Firefighters were called to a private hospital in Melbourne amid concerns there had been a gas leak in one of the wards.
Six patients were evacuated before it was found that the smell was from a durian brought in by a patient’s well-meaning visitor.
Well, stories of the stench of the durian can be told until the cows come home. Even video clips are made to see the shock and horror registered on faces of people not used to this fruit that we would kill and die for.
The king of fruits has long made its presence felt in the United Kingdom, much to the delight of Malaysians, and they are not unfamiliar to the locals.
Thanks to Matrade, the Musang King had been heralded into supermarkets, albeit with a hefty price tag, that some would and could pay for.
The fruit has a reputation to have caused quite a divide. In our own family, some would rather have us have the offending fruit outside the house. So, it is not only the nostrils of Caucasians that find the smell dreadful.
I have also met with some locals who would do anything to have a taste of durian. At a dining table among dons and academics in their robes at one of the colleges at Cambridge University recently, the conversation strangely turned to durians.

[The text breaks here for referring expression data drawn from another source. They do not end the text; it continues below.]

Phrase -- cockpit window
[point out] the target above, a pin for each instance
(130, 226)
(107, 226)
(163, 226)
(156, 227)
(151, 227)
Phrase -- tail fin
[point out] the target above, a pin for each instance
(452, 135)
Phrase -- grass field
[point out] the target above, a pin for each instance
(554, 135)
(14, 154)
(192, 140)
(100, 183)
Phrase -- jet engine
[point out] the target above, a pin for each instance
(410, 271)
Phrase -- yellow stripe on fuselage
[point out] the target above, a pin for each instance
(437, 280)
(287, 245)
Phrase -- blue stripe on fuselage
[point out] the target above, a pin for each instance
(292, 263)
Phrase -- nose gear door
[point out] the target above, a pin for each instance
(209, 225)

It was with much delight that I discovered not one or two dons unabashedly admitting to being obsessed with the fruit. One even admitted to having a mandatory stopover in Malaysia for his durian fix, before travelling on to his destination for a conference.
Yes, we die-hard fans of the thorny fruit would do anything to have the velvety feel of the flesh that would then release the heaven-like taste and send you off to nirvana. The hotel guest who brought in the durian in his or her suitcase for a friend must be lauded for being such a faithful friend!
Personally, I must admit to doing something unthinkable where durian is concerned. Some years ago, when durian was a rare and precious item which could only be found in Oriental supermarkets, in my moments of weakness, I gave in and bought a carefully-packed durian.
There were only six pieces which I knew wouldn’t have been enough to share with the children.
So, with an accomplice, we sat in her car parked under a tree outside Malaysia Hall. There we were left on our own to enjoy this almost heaven-like experience, naïve in the belief that no one would know.
Suffice to say, the smell, which gave the secret away, is now long gone, but the memory remains and it took years for the children to forgive us.